Cairo: After months of rapprochement between Egypt’s ruing Muslim Brotherhood and the US, ties between the two countries are likely to be strained by recent violent protests in Cairo at an American-made film mocking Prophet Mohammad (PBUH), according to analysts.

“The US is expected to take measures against what it sees as the Brotherhood’s attempts to please radicals in Egypt,” said Emad Jad, a political expert at the state-run Al Ahram Centre for Strategic Studies.

Following attempts by angry Egyptians to storm the US embassy in Cairo last week, President Barack Obama said the US does not see Egypt as an ally or an enemy.

“I think that we are going to have to see how they respond to this incident,” Obama said in an television interview with Spanish-language network Telemundo.

“Certainly in this situation, what we’re going to expect is that [the Egyptian government is] responsive to our insistence that our embassy is protected, our personnel is protected, and if they take actions that they’re not taking those responsibilities, as all countries do where we have embassies, I think that’s going to be a real big problem,” added Obama.

During the security breach of the US embassy in Cairo, protesters waved a black banner of Al Qaida and portraits of Osama Bin Laden.

“Obama’s statement signals a US review of relations with Egypt,” Jad told Gulf News.

Egypt gets $1.5 billion (Dh5.5 billion) in annual aid from the US. Egypt was a major regional ally of the US under former president Hosni Mubarak who was ousted in an uprising more than a yar ago.

According to Jad, the US may become sluggish in supporting Egypt’s request for an unprecedented $4.8 billiion loan from the IMF to prop up its troubled economy.

“The Obama administration is facing a problem in a presidential election for having supported the Muslim Brotherhood despite criticism from US rightists,” said Jad. “The Obama administration will have to prove that it is able to protect US interests.”

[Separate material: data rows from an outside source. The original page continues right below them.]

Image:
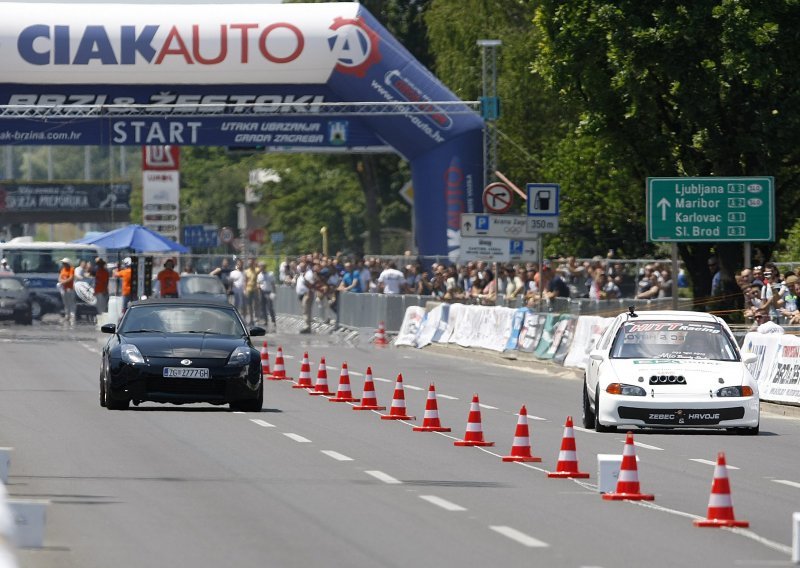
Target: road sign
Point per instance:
(510, 226)
(497, 198)
(711, 209)
(543, 199)
(498, 249)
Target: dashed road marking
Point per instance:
(385, 477)
(297, 438)
(709, 462)
(519, 537)
(443, 503)
(336, 455)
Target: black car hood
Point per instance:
(184, 345)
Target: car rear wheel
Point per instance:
(588, 414)
(597, 426)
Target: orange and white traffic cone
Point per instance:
(279, 373)
(474, 435)
(628, 480)
(304, 380)
(720, 504)
(567, 465)
(343, 393)
(321, 386)
(265, 372)
(521, 447)
(430, 422)
(380, 335)
(398, 410)
(368, 399)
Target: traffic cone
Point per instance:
(343, 393)
(567, 465)
(321, 386)
(380, 335)
(720, 505)
(398, 410)
(628, 480)
(368, 398)
(474, 435)
(521, 447)
(304, 380)
(279, 373)
(265, 372)
(430, 422)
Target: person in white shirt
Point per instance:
(266, 286)
(391, 280)
(238, 282)
(306, 284)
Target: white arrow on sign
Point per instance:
(663, 204)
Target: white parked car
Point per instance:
(669, 370)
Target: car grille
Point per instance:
(667, 380)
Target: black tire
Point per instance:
(588, 413)
(597, 426)
(250, 405)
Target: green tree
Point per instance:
(699, 89)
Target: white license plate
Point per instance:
(186, 373)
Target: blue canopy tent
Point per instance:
(136, 238)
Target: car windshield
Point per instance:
(11, 285)
(672, 340)
(192, 285)
(170, 318)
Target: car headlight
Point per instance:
(625, 390)
(131, 354)
(735, 391)
(240, 356)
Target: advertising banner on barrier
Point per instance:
(412, 322)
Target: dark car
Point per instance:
(202, 287)
(15, 300)
(181, 351)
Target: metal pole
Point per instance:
(674, 276)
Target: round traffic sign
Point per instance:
(497, 198)
(226, 235)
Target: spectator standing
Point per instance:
(168, 280)
(238, 282)
(391, 280)
(251, 290)
(66, 279)
(101, 285)
(266, 286)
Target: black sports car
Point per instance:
(181, 351)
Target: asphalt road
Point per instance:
(307, 482)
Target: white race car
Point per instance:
(669, 370)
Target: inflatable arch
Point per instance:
(300, 77)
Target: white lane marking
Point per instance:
(519, 537)
(296, 438)
(443, 503)
(645, 446)
(787, 482)
(336, 455)
(709, 462)
(385, 477)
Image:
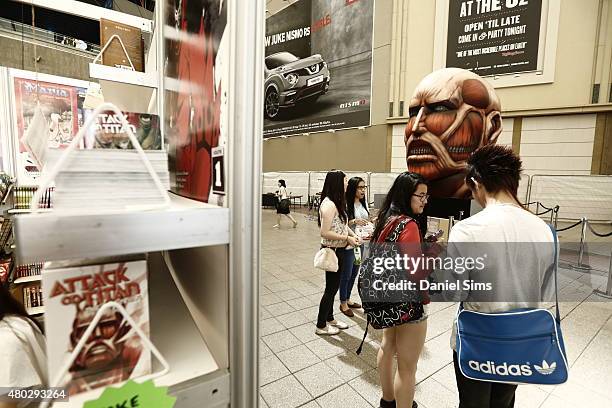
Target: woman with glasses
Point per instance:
(406, 200)
(357, 211)
(335, 234)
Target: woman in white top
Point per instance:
(283, 207)
(22, 348)
(357, 211)
(335, 234)
(493, 176)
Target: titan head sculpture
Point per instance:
(452, 113)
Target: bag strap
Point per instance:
(399, 228)
(555, 266)
(360, 348)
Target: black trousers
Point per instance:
(482, 394)
(332, 284)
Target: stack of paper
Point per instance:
(108, 178)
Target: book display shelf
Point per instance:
(202, 259)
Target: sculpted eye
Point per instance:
(440, 108)
(413, 111)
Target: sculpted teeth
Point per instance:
(459, 149)
(452, 149)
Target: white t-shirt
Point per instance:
(282, 193)
(505, 225)
(22, 353)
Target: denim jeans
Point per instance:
(332, 282)
(348, 274)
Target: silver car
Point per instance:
(291, 80)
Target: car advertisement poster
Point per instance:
(59, 107)
(318, 67)
(494, 37)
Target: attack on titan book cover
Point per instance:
(72, 296)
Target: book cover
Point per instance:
(109, 132)
(114, 352)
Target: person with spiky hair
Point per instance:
(493, 175)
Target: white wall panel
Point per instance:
(558, 144)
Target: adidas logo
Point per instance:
(489, 367)
(546, 369)
(517, 370)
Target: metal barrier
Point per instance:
(608, 293)
(575, 195)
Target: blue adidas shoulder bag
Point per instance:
(523, 346)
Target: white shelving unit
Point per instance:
(55, 235)
(203, 260)
(122, 76)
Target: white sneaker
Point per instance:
(327, 331)
(339, 324)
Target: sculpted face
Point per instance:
(452, 113)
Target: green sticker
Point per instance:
(134, 395)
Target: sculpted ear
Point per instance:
(493, 127)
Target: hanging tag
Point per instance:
(218, 170)
(36, 138)
(93, 97)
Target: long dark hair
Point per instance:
(397, 201)
(10, 305)
(333, 188)
(497, 168)
(351, 192)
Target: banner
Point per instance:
(493, 37)
(318, 66)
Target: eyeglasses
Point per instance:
(422, 197)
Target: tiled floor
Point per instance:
(301, 369)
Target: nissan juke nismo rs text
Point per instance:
(291, 80)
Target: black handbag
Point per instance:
(283, 206)
(381, 314)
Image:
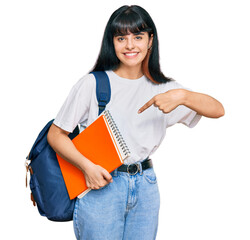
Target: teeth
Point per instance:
(130, 54)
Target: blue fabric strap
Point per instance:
(103, 90)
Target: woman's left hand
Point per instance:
(166, 102)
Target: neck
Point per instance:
(129, 72)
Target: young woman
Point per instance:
(124, 204)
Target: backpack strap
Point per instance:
(103, 90)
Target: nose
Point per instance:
(130, 44)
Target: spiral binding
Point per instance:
(117, 133)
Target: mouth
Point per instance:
(131, 54)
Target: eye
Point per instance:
(120, 39)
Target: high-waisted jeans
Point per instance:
(126, 209)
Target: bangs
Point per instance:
(128, 22)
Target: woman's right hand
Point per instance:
(96, 176)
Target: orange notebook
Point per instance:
(102, 143)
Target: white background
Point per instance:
(203, 173)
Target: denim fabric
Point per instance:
(126, 209)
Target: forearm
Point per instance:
(64, 147)
(203, 104)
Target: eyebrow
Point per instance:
(124, 34)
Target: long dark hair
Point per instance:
(132, 19)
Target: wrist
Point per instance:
(183, 96)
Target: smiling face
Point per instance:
(131, 49)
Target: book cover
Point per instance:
(102, 143)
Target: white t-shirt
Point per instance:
(144, 132)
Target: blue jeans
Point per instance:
(126, 209)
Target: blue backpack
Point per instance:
(48, 190)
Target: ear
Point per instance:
(150, 43)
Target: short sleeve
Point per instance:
(75, 109)
(181, 114)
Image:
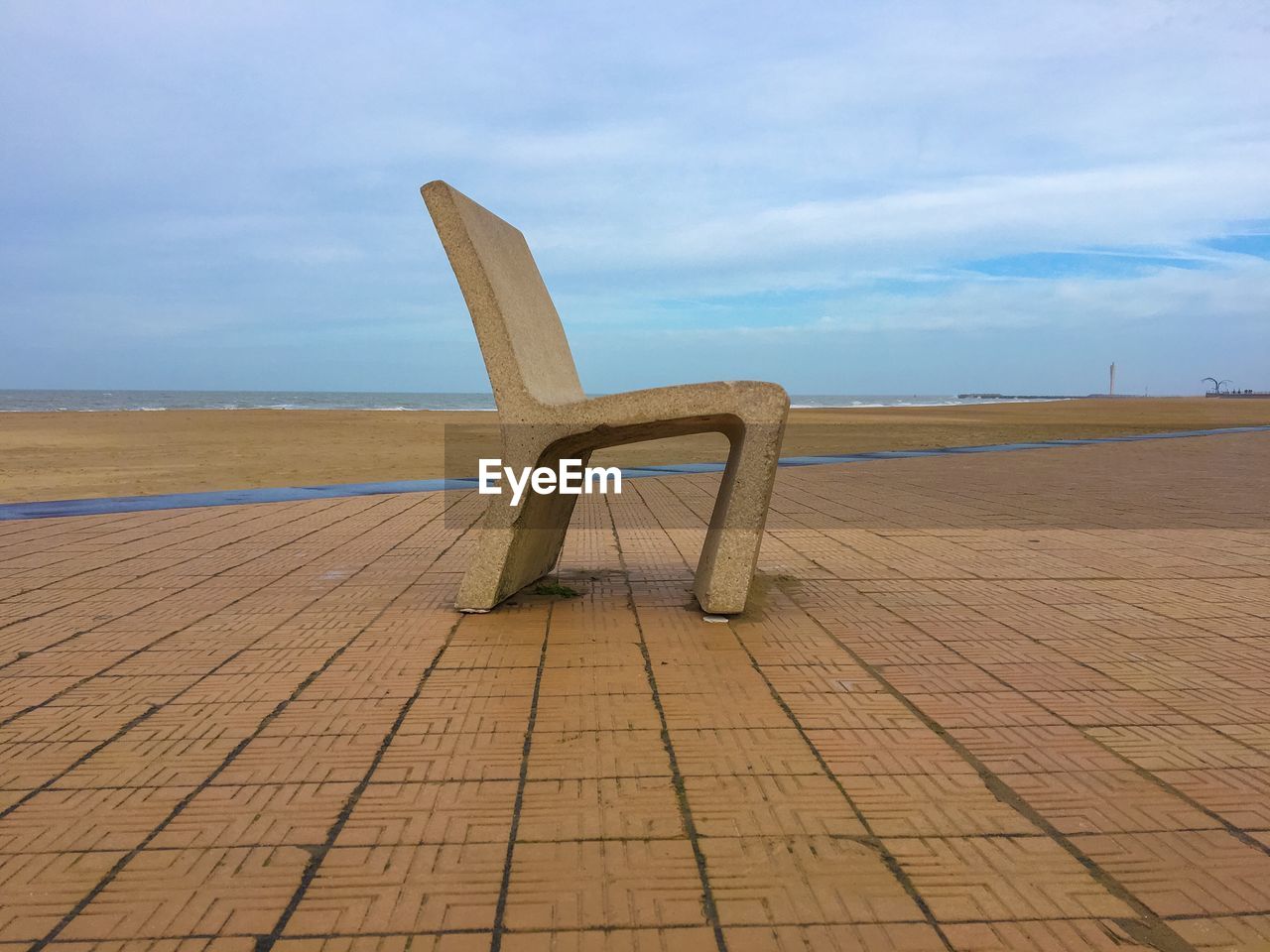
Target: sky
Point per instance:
(844, 198)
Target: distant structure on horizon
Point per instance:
(1233, 394)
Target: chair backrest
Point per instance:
(525, 348)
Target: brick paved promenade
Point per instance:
(1012, 701)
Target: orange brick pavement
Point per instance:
(1012, 701)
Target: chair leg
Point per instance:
(735, 534)
(516, 546)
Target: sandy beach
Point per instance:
(81, 454)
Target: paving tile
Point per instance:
(742, 752)
(173, 892)
(66, 820)
(37, 890)
(1102, 655)
(771, 806)
(888, 937)
(413, 942)
(681, 939)
(403, 889)
(940, 805)
(270, 814)
(1092, 934)
(575, 885)
(593, 754)
(1187, 874)
(1107, 801)
(453, 812)
(1243, 933)
(808, 880)
(611, 807)
(451, 757)
(1021, 878)
(917, 751)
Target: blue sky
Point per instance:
(865, 198)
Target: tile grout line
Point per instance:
(871, 839)
(195, 525)
(707, 901)
(495, 943)
(117, 867)
(159, 601)
(1147, 774)
(318, 856)
(173, 701)
(1148, 928)
(9, 719)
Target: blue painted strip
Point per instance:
(290, 494)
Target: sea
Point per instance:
(105, 400)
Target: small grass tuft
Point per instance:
(554, 589)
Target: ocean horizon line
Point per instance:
(82, 400)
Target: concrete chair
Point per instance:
(544, 417)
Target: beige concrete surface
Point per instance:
(545, 416)
(1017, 701)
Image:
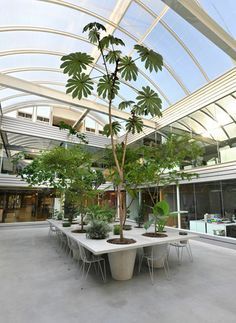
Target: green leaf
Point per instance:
(94, 25)
(94, 36)
(106, 88)
(148, 103)
(116, 127)
(134, 124)
(74, 63)
(106, 41)
(113, 56)
(161, 208)
(125, 104)
(128, 69)
(153, 60)
(80, 86)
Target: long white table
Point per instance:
(98, 247)
(121, 257)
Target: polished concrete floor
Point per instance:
(40, 285)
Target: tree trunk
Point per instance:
(121, 211)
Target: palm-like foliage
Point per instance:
(147, 101)
(80, 86)
(74, 63)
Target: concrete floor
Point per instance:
(40, 285)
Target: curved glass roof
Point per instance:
(35, 34)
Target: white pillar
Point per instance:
(178, 206)
(139, 197)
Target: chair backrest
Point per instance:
(158, 252)
(84, 253)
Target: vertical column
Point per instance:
(178, 206)
(139, 197)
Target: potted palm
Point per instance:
(117, 67)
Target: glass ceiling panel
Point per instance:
(221, 116)
(101, 7)
(223, 12)
(176, 57)
(208, 122)
(136, 20)
(41, 75)
(44, 14)
(193, 124)
(155, 5)
(204, 50)
(231, 130)
(42, 40)
(27, 60)
(24, 98)
(229, 103)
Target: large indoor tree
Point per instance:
(116, 67)
(69, 171)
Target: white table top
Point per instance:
(99, 247)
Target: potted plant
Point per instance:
(116, 68)
(98, 229)
(161, 212)
(139, 219)
(69, 171)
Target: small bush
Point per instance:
(98, 230)
(116, 229)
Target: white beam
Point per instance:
(43, 91)
(210, 93)
(199, 19)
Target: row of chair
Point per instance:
(86, 259)
(159, 257)
(77, 252)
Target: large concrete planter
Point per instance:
(122, 264)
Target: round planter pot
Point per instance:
(122, 264)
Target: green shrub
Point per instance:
(98, 230)
(102, 213)
(116, 229)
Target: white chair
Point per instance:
(73, 249)
(52, 230)
(179, 247)
(155, 255)
(88, 259)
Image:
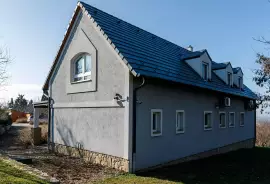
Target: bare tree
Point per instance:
(4, 62)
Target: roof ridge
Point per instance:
(152, 34)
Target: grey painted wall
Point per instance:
(170, 146)
(100, 129)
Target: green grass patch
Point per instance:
(9, 174)
(246, 166)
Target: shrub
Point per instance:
(25, 138)
(263, 134)
(5, 118)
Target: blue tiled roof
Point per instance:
(152, 56)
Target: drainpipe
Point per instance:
(134, 123)
(49, 120)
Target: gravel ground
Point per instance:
(66, 169)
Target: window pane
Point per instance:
(87, 63)
(180, 121)
(154, 121)
(79, 66)
(222, 120)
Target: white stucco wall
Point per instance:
(90, 116)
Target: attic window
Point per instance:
(205, 69)
(82, 68)
(240, 82)
(229, 78)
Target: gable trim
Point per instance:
(66, 36)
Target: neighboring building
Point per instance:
(185, 103)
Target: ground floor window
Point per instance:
(242, 119)
(156, 122)
(207, 120)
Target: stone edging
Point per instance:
(249, 143)
(93, 157)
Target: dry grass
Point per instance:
(21, 120)
(26, 139)
(263, 134)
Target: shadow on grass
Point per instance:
(9, 174)
(243, 166)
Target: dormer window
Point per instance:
(229, 78)
(82, 68)
(205, 70)
(240, 82)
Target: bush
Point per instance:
(5, 118)
(263, 134)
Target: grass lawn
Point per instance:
(247, 166)
(11, 175)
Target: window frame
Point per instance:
(222, 112)
(206, 74)
(240, 82)
(153, 134)
(207, 112)
(176, 122)
(233, 119)
(230, 79)
(241, 125)
(83, 74)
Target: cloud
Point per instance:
(31, 91)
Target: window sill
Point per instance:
(156, 134)
(77, 82)
(180, 132)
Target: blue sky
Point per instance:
(33, 31)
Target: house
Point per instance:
(123, 97)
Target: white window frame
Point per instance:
(230, 118)
(222, 112)
(207, 70)
(153, 134)
(240, 82)
(205, 127)
(230, 79)
(241, 125)
(83, 74)
(176, 122)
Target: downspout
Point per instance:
(134, 133)
(49, 120)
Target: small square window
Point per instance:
(205, 69)
(242, 119)
(180, 121)
(231, 119)
(207, 120)
(222, 119)
(156, 122)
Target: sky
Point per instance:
(33, 30)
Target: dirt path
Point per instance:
(66, 169)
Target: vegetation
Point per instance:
(5, 118)
(10, 174)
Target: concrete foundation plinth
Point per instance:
(36, 135)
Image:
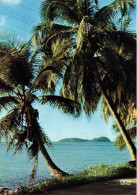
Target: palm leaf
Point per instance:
(7, 102)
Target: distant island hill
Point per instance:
(99, 139)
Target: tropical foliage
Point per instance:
(101, 58)
(20, 124)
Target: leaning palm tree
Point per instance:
(97, 51)
(20, 125)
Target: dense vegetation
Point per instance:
(83, 47)
(92, 174)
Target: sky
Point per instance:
(19, 17)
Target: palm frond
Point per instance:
(7, 102)
(4, 86)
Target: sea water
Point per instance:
(72, 157)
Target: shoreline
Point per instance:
(126, 186)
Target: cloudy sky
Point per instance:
(19, 16)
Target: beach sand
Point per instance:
(111, 187)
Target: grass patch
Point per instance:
(92, 174)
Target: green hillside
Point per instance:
(100, 139)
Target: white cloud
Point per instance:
(2, 21)
(11, 1)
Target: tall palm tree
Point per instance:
(20, 124)
(97, 51)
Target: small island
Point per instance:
(99, 139)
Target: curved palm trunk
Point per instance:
(55, 171)
(123, 131)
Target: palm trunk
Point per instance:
(123, 131)
(55, 171)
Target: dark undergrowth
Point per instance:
(90, 175)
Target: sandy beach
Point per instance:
(112, 187)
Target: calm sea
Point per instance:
(70, 157)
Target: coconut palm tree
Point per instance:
(97, 51)
(20, 125)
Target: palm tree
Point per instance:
(97, 51)
(20, 124)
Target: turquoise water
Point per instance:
(70, 157)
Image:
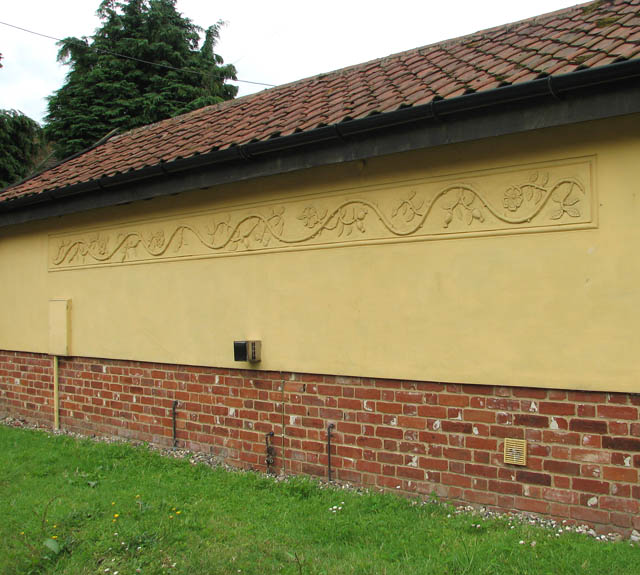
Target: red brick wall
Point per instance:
(414, 437)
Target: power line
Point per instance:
(103, 51)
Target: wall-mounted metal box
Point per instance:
(250, 351)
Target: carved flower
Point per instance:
(310, 217)
(512, 198)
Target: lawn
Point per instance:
(76, 506)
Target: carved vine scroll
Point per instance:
(557, 197)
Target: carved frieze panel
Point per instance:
(545, 197)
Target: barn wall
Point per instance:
(509, 262)
(414, 437)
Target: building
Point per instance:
(437, 252)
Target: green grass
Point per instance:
(175, 517)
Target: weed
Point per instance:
(161, 515)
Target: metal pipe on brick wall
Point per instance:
(329, 429)
(56, 395)
(173, 417)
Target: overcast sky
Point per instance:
(271, 41)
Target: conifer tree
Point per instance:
(21, 146)
(164, 73)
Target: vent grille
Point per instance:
(515, 451)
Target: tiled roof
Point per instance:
(586, 36)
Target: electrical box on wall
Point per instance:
(250, 350)
(60, 326)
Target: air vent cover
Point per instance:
(515, 451)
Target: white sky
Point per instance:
(272, 41)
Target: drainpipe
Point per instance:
(56, 396)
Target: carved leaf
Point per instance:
(469, 217)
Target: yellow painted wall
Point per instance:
(357, 270)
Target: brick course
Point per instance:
(410, 436)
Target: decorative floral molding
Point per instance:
(556, 196)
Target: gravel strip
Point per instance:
(195, 458)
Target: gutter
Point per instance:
(445, 111)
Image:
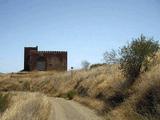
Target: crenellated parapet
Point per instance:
(44, 60)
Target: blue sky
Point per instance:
(84, 28)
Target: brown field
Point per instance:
(101, 88)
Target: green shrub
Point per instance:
(4, 102)
(136, 56)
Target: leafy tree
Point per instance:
(85, 64)
(111, 57)
(136, 56)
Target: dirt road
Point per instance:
(69, 110)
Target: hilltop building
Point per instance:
(44, 60)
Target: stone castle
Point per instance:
(35, 60)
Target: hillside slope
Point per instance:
(101, 88)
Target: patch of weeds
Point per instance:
(4, 102)
(26, 86)
(70, 95)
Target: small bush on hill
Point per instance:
(136, 56)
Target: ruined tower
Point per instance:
(44, 60)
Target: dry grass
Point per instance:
(101, 88)
(27, 106)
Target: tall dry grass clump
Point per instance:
(27, 106)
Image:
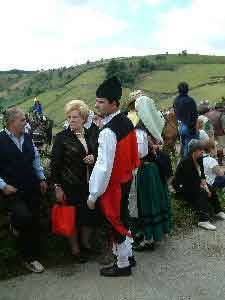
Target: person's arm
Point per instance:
(142, 140)
(2, 184)
(218, 171)
(57, 159)
(102, 171)
(37, 165)
(222, 120)
(200, 163)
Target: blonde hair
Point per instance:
(209, 145)
(132, 98)
(78, 105)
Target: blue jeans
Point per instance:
(219, 182)
(186, 136)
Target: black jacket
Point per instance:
(187, 179)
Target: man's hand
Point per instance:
(89, 159)
(9, 190)
(43, 186)
(91, 203)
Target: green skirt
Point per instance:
(154, 205)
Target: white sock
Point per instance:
(114, 249)
(122, 255)
(129, 241)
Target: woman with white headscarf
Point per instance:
(153, 202)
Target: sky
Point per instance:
(43, 34)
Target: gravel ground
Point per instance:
(184, 267)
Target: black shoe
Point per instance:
(145, 247)
(80, 259)
(132, 261)
(115, 271)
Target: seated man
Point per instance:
(190, 181)
(214, 173)
(21, 181)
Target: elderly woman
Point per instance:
(153, 202)
(186, 112)
(190, 181)
(71, 165)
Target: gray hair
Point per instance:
(10, 115)
(194, 145)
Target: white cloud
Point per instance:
(45, 34)
(153, 2)
(193, 28)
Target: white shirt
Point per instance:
(203, 136)
(102, 171)
(209, 163)
(142, 140)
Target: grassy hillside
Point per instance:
(205, 75)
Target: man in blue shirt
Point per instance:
(22, 181)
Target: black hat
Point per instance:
(194, 145)
(110, 89)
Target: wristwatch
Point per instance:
(57, 186)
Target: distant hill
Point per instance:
(205, 75)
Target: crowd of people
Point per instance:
(110, 167)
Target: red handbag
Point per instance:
(64, 219)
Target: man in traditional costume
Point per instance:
(187, 113)
(111, 177)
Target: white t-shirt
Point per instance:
(209, 163)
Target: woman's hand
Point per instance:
(89, 159)
(59, 193)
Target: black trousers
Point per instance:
(201, 203)
(118, 237)
(24, 208)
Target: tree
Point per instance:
(160, 58)
(143, 64)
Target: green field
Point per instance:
(205, 75)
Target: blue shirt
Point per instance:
(36, 163)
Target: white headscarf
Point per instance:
(150, 116)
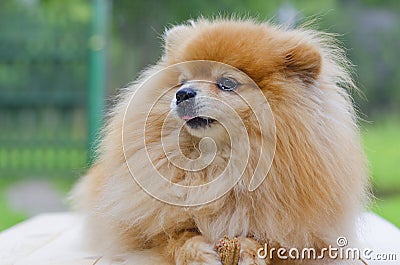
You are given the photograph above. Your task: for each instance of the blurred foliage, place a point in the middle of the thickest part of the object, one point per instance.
(369, 30)
(43, 71)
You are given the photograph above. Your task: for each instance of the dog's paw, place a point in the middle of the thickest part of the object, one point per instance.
(197, 251)
(248, 252)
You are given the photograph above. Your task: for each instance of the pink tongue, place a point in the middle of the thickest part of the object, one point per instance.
(187, 118)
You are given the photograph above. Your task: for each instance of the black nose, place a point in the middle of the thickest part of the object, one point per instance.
(184, 94)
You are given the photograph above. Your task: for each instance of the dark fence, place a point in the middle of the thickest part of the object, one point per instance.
(43, 91)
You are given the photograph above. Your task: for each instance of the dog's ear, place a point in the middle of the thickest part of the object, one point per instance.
(175, 36)
(303, 60)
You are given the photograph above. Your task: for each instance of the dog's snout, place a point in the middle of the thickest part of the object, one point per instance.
(184, 94)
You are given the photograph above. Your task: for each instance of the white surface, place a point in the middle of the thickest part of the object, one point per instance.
(54, 239)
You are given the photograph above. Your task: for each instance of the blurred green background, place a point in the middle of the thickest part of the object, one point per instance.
(57, 56)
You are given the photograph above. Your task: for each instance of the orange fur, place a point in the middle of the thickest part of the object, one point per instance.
(317, 182)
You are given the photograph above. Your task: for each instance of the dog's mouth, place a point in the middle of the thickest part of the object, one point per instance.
(198, 122)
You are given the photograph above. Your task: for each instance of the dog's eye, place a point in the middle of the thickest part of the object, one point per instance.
(227, 83)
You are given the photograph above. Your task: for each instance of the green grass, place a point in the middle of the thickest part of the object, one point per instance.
(8, 216)
(382, 145)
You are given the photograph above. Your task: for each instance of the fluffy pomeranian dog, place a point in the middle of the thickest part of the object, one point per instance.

Egyptian President Mohammad Mursi, who hails from the Brotherhood, is due in New York later this month to attend the annual General Assembly. It is not clear yet if Mursi, who took office in June, will also go to Washington.

Mursi, apparently in pain to assert his Islamist credentials, condemned the anti-Islam film, but said attacks on embassies were “unacceptable”.

“Obama’s statement [on Egypt] reflects his current worries as he is engaged in a battle for re-election,” Rakha Ahmad, a former diplomat, said. “His remarks were an emotional talk affected by the killing of the US ambassador in Libya, and his Republican rival’s criticism,” he added.

Ambassador Chris Stevens and three other Americans were killed in an attack on the US consulate in the Libyan city of Benghazi on Tuesday.

However, Ahmad ruled out serious deterioration in the Cairo-Washington relations.

“Both countries share major cooperation shown in joint military manoeuvres and economic links. The US is unprepared to lose these relations,” he added.